Eu via a vida melhor no futuro. Hoje o que vejo é só muro...muro. Estão nos prendendo num cárcere ideológico, nas mesmas estratégias de promessas de novos começos de eras. Gente fina, elegante, sincera? Não. Não vejo. Nunca houve, quiçá. Somos gado que se viu entrando entre muros e, hoje, o abatedouro segue logo adiante. A lâmina cortante nos é apresentada como contato com Deus. E dizemos amém, amém, como, decerto, não é a primeira vez. Hipocrisia... Sim! Mas não há tempo que volte, amor... Não há... O tempo voa. Escorre pelas mãos.
Quando vemos, não temos mais tempo! Achamos que conseguimos vencer o medo do escuro, mas não. Estamos sempre amedrontados por medos socialmente incontestáveis que se revezam. Haverá sempre um medo novo a nos dominar e dominar os noticiários - não nessa ordem, sei bem. Tomaram-nos de nós o tempo e a coragem assim como tomam de nós nossas vidas. Somos operários do mercado de enriquecimento de uns escassos seres privilegiados, num modelo que faz metáfora dia após dia à obra prima de Chaplin - e não o contrário: Tempos Modernos! Mas não vemos quem tanto nos aperta e sempre nos ajusta...
Somos peças, meros parafusos, nas mãos de poderosos que alternam-se nos discursos hipócritas. Ora um, ora outro, apertam-nos e prendem-nos nos muros que constroem para estarem protegidos. Eles estão protegidos de nós!
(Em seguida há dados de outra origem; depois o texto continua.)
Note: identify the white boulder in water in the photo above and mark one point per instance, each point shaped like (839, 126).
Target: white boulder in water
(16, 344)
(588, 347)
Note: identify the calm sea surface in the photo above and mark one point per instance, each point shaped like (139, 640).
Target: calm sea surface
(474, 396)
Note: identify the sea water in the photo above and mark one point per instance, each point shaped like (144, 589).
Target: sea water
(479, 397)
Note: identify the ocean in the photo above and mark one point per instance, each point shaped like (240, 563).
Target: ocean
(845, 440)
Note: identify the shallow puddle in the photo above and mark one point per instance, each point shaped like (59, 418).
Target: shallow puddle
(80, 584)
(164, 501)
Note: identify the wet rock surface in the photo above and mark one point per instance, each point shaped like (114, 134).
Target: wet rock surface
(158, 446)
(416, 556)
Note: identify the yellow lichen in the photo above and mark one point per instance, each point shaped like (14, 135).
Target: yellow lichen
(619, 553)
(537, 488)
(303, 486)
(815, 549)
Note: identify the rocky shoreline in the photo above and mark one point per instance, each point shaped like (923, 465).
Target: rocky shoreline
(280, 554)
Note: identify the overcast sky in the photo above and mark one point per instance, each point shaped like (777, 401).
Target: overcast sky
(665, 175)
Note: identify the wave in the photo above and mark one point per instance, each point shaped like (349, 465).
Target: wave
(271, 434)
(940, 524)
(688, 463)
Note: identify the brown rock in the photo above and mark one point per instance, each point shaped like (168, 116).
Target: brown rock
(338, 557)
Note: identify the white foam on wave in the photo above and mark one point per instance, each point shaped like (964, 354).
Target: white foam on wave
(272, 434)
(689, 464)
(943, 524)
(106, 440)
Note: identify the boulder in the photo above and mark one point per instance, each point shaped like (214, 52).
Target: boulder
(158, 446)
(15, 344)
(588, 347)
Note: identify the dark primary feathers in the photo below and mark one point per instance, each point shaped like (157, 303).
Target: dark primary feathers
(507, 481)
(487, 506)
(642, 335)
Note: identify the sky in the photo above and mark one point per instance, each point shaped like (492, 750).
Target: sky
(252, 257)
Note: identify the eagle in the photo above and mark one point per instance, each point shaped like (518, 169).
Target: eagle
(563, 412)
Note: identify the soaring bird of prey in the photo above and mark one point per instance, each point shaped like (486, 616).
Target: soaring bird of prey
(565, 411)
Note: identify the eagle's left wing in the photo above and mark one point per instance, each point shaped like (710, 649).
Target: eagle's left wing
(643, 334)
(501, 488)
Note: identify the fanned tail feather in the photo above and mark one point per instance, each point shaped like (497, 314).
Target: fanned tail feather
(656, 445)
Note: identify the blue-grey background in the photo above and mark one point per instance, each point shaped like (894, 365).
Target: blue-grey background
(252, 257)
Estamos nos muros, bem apertados e fixos. Amedrontados, não queremos nem servir para pendurarem em nós uma ideia de liberdade que fosse como um quadro de bela paisagem, daqueles que ao acordar, batendo os olhos nele, todo o dia ganha luz. Não! A cada par de anos surgem novos mitos, ídolos, símbolos e medos.
Somos uma sociedade simbólica. Temos o simbolismo na bandeira, no hino, no jeito de nos comportarmos diante de nossa história que aparentemente desconhecemos. Engolimos as verdades que nos dão. Assim como fiéis servos dos senhores de engenho, os donos da Casa Grande, dizemos sempre: "Sim sinhô! Sim sinhô!". E completamos: "vosmicê tá bem servido?". E nossas costas doem pelos cortes do chicote. Nossos ouvidos nos fazem gemer quando escutamos sons de correntes... Nossos olhos teimam em chorar quando veem aguilhões quaisquer e troncos...
Ordem e progresso? Quem os defende? E quem nos defende? O grito do Ipiranga? Nossa Independência? A Lei Áurea? A redenção dos escravos e sua plena liberdade para desfrutarem das terras imensas desse país de belo futuro... Onde? Para quem houve liberdade? Qual futuro plantamos nessa terra fértil para uns, morta para quase todos? Quem encerra consigo as rédeas e ritos de futuro pleno?
Margens plácidas? Povo heroico? Brado retumbante? Onde? Somos uma eterna simbologia e não há estudiosos sobre nossas causas. Talvez Freud tivesse nos ajudado se colocasse suas teorias psiquiátricas para dentro da sociologia. Entenderíamos nosso apreço pelo senhor do engenho, o dono da Casa Grande. O âmago do nosso inconsciente coletivo está podre, atirado a insanos pensamentos que nos mutilam aos poucos. Sonhos etéreos de grandeza vã. Somos como o capataz que defendia seu senhor das revoltas dos escravos, achava-se nisso como um bom servo. Entendia-se bem sucedido na vida, mas não era em nada diferente dos outros escravos para seu senhor. Morria como outro qualquer atirado na primeira cova rasa. Ganhava no máximo a benção do padre e um pouco de água tida por benta... Tomamos para nós mesmos as rédeas do cavalo alheio e galopamos pelas terras que não são nossas, aos golpes...aos golpes no cavalo de relincho agônico.
Para nós, restará apenas uma cova, em palmos medida, que será a cota menor que tiraremos dessa nossa vida. Nessas terras que damos aos outros, deixamos que nos tomem. Deixamos que matem-na nos retirando tudo dela - inclusive a nós mesmos e nossas vidas. Nesse solo alheio, haveremos de deixar marcas do povo miserável que somos, que fomos, e da entrega de nós mesmos permitida de bom grado, cabeças baixas dizendo: "Sim, Sinhô...Sim, Sinhô!".
Nos perdoe, terra adorada! Pois nunca a tornaremos nossa! Entre outras mil, serás sempre, Brasil, a terra de outros. Nunca foi, nem será nossa, dos filhos deste solo, oh mãe gentil. Perdão.